By Katie Ray
Executive Staff
According to Sewanee’s Student Organization Handbook, there are three levels of hazing. Level 1 includes things like road trips, requiring pledges to wear certain outfits, periods of silence, and personal servitude. Level 2 includes more disruptive things like restricting diets, sleep deprivation, humiliation, and disrupting a pledge’s academic life. Level 3 is much more severe with things such as branding, paddling, and compromising sexual activities. These seem like obvious signs that people would report, right?
During Spring Rush this year, Sewanee’s freshman and heads of Greek organizations had to attend a screening of the movie Haze. Now, the movie was very good at addressing the issues of hazing and complacency in greek culture. That is not my issue. My issue comes from the fact that we did not actually get to talk about hazing towards women. Most hazing conversations and examples come from men, specifically white men.
The bidding process for sororities at Sewanee makes the entire experience a little dehumanizing. The organizations sit in a room with their names on pieces of paper, waiting for the girls on their first list to be called. (We are told to have two lists: one with our cap, and then extra ones.) All of the girls rushing have at this point already ranked all 11 sororities in order from who they want. Throughout the Fall semester, they have been going to parties and meeting members of the Srats, but nothing is guaranteed. It was stressed that every girl would be going through this year. Every girl would be getting a bid card, even if it was from their 10th choice.

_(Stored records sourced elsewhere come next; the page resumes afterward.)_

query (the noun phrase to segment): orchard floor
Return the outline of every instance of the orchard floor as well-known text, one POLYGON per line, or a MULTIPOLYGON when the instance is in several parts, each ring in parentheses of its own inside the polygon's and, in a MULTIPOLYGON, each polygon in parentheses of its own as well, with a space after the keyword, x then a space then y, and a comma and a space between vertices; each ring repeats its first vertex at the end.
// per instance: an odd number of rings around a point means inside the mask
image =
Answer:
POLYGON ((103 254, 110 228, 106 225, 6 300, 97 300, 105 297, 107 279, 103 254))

For girls, rushing seems like more of a life-or-death situation than anything else. There is a lot of pressure, both internal and external, to get into the organization of your choice. Once you are in, you want to stay in. Rarely do pledges rock the boat of their organization because there is a thin line between getting to stay and having to leave.
Although binge drinking, such as pledge classes having to drink 100 beers in a night between themselves, or sleep deprivation, like having to complete an all white puzzle while drunk with the lights on at 2 am, happen on campus, the more subtle acts of hazing end up doing more harm than good.
According to Vice-Chancellor John McCardell, “If it happens once it is a scandal. If it happens twice, it is a tradition.” Hazing culture at Sewanee has become more of a tradition than a scandal here. I see girls walking through Clurg with their bright name tags on and pledge beads branding them across their necks. Guys come in with shaved heads and suit jackets. If you ask any pledge, they will say it is voluntary, but it becomes a psychological game.
If you are the one pledge who is not wearing their pledge beads or not wearing your organization’s dress code to class every day, it sets you up as not one of the team. The toxic mindset that pledges are conditioned into makes them more susceptible to turning a blind eye towards their own organization’s bad press.
Many of the arguments I have seen about hazing talk about the team bonding experience of shared trauma. That is toxic. In Haze, they talk about how you are not forced to go through any psychological damage or physical trauma by your friend groups. Why does that not apply to Greek organizations?
On a final note, I am going to tell everyone something that I did not see brought up during the entire rush week: you can anonymously report hazing on the Sewanee Greek Life webpage.